线性筛1
筛法
线性筛素数
保证每次只被自己最小的质因数筛到。。
void yych()
{
for(int i = 2; i <= maxn; i ++)
{
if(!vis[i]) prime[++tot] = i;
for(int j = 1; j <= tot&&i * prime[j] <= maxn; j ++)
{
vis[i * prime[j]] = 1;
if(i%prime[j] == 0) break;
}
}
筛phi
欧拉函数 \(phi(i)\) 为小于i 的正整数中与\(i\)互质的数的个数, 然后有公式
\(\phi(x) = x*(1-\dfrac{1}{p_1})*(1-\dfrac{1}{p_2})*...*(1-\dfrac{1}{p_k})\)
然后考虑怎么筛, 还是分三种情况
1.\(i\)是质数 则显然 \(\color{green}{phi(i) =(i-1)}\)
2.\(i\) 能整除质数\(p\), 则说明\(i\) 中含有\(p\) 这个质数, 则后面的质数不会改变,只是在本身上乘上\(p\);
\(\phi(i) = i*(1-\dfrac{1}{p_1})*(1-\dfrac{1}{p_2})*...*(1-\dfrac{1}{p_k})\)
\(\phi(i*p) = i*p*(1-\dfrac{1}{p_1})*(1-\dfrac{1}{p_2})*...*(1-\dfrac{1}{p_k})\)
So, \(\color{green}{phi(i*p) = phi(i)*p}\)
3.\(i\) 不能整除质数\(p\), 说明\(i\)中不含\(p\)这个因数, 也就是原来多乘了\(p*(1-\dfrac{1}{p})\) , 化简得\((p-1)\);
\(\phi(i) = i*(1-\dfrac{1}{p_1})*(1-\dfrac{1}{p_2})*...*(1-\dfrac{1}{p_k})\)
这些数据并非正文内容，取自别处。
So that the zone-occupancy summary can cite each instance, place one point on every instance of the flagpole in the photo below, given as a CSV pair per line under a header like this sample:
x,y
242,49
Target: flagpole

\(\phi(i*p) = i*p*(1-\dfrac{1}{p})*(1-\dfrac{1}{p_1})*(1-\dfrac{1}{p_2})*...*(1-\dfrac{1}{p_k})\)
\(= i*(p-1)*(1-\dfrac{1}{p_1})*(1-\dfrac{1}{p_2})*...*(1-\dfrac{1}{p_k})\)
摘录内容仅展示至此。